UK statistics and open data: MPs' inquiry report published

Post: 17 March 2014

This morning the Public Administration Select Committee (PASC), a cross-party group of MPs chaired by Bernard Jenkin, published its report on Statistics and Open Data.

This report is the product of an inquiry launched in July 2013. Witnesses gave oral evidence in three sessions; you can read the transcripts and written evidence as well.

The PASC press release leads with criticism of the Government’s decision to let the Postcode Address File (PAF) out of public hands by including it in the recent sale of Royal Mail. The report says:

“The PAF should have been retained as a public data set, as a national asset, available free to all, for the benefit of the public and for the widest benefit of the UK economy. Its disposal for a short-term gain will impede economic innovation and growth.”

“Public access to public sector data must never be sold or given away again.”

An open national address dataset is the closest thing the UK’s open data community has to a unifying cause célèbre, so this is a message that will find a receptive audience.

However PASC has also dug quite deeply into the core problems with the UK Government’s open data policy. While I don’t agree with every aspect of the analysis, I was pleasantly surprised by the extent to which PASC has taken on board the evidence submitted to its inquiry.

The report is broadly supportive of the arguments for open data, and makes some helpful recommendations for improving government policy. Below I have picked out what I think are some key points.

Open data fundamentals

PASC has embraced the principle of ‘open data by default’:

“There should be a presumption that restrictions on government data releases should be abolished. It may be necessary to exempt certain data sets from this presumption, but this should be on a case-by-case basis, to provide for such imperatives as the preservation of national security or the protection of personal privacy.”

and seems to have been persuaded by the arguments against charging for public data:

“It is short-sighted in the extreme for Government to seek to maximise fee income from data while those fees penalise in particular small companies that can prove the most innovative, and which could establish the UK as global leader in this new economic sector.”

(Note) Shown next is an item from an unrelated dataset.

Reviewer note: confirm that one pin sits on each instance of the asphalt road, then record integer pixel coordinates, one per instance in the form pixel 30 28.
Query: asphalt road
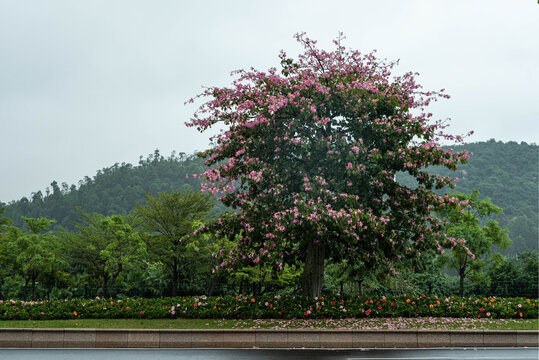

“Charging for some data may occasionally be appropriate, but this should become the exception rather than the rule.”

It has recognised that disruption of existing information markets is not a good excuse for avoiding open release:

“It is also acknowledged that wider access to more data and information will be disruptive to the structure of existing markets, leading to some firms winning and some firms losing. But our evidence suggests that, in all probability, consumers will gain.”

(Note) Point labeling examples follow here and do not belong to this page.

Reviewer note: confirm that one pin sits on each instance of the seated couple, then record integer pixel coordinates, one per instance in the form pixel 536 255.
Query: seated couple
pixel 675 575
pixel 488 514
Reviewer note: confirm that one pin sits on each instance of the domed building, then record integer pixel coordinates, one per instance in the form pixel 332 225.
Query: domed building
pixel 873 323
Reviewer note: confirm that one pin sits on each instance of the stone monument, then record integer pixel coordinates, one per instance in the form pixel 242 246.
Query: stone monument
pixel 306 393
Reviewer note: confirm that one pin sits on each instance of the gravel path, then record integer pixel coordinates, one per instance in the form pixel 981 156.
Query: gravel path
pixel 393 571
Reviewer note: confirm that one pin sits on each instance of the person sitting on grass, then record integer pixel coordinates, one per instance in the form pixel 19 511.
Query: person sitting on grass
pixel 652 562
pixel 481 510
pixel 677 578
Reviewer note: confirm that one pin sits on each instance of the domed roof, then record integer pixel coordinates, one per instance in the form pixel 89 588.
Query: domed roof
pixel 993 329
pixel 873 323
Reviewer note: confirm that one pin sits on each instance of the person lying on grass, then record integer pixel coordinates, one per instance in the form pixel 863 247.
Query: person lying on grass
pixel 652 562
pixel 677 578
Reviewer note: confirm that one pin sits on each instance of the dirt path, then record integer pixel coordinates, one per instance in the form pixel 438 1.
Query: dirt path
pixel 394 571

PASC also endorses Stephan Shakespeare’s proposal that the Government should adopt a 'twin-track' approach to data release, as:

“a practical and realistic way of maintaining the momentum on open data, which recognises that 'the perfect should not be the enemy of the good: a simultaneous "publish early even if imperfect” imperative AND a commitment to a “high quality core”’.“

The 'right to data’

PASC says there is an inherent 'right to data’ and that the Government should bring forward legislation:

"The Government needs to recognise that the public has the inherent ‘right to data’, like Freedom of Information. The Government should clarify its policy and bring forward the necessary legislation, without delay.”

Unfortunately the Committee does not make it clear what it considers the 'right to data’ to be. I am not sure PASC has understood the distinction between the 'right’ to access data in a reusable format (provided for in last year’s changes to the Freedom of Information Act), and the idea of an information rights framework for open data itself, which is what several witnesses argued for.

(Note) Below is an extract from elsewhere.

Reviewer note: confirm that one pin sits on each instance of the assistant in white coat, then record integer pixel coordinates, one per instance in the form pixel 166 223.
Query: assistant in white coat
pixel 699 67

I have written previously about the new dataset provisions in FOI and why they don’t go nearly far enough. It would have been more helpful if PASC had expressed clear support for a legal right to open data (by default at least). However it has at least recognised that there is a need for additional legislation of some kind.

Public sector procurement and outsourcing

PASC recognises the complications for open data created by contracting and outsourcing of public services:

“Open data principles should be applied not only to government departments but also to the private companies with which they make contracts.

"We recommend that companies contracting with the Government to provide contracted or outsourced goods and services should be required to make all data open on the same terms as the sponsoring department. This stipulation should be included in a universal standard contract clause …”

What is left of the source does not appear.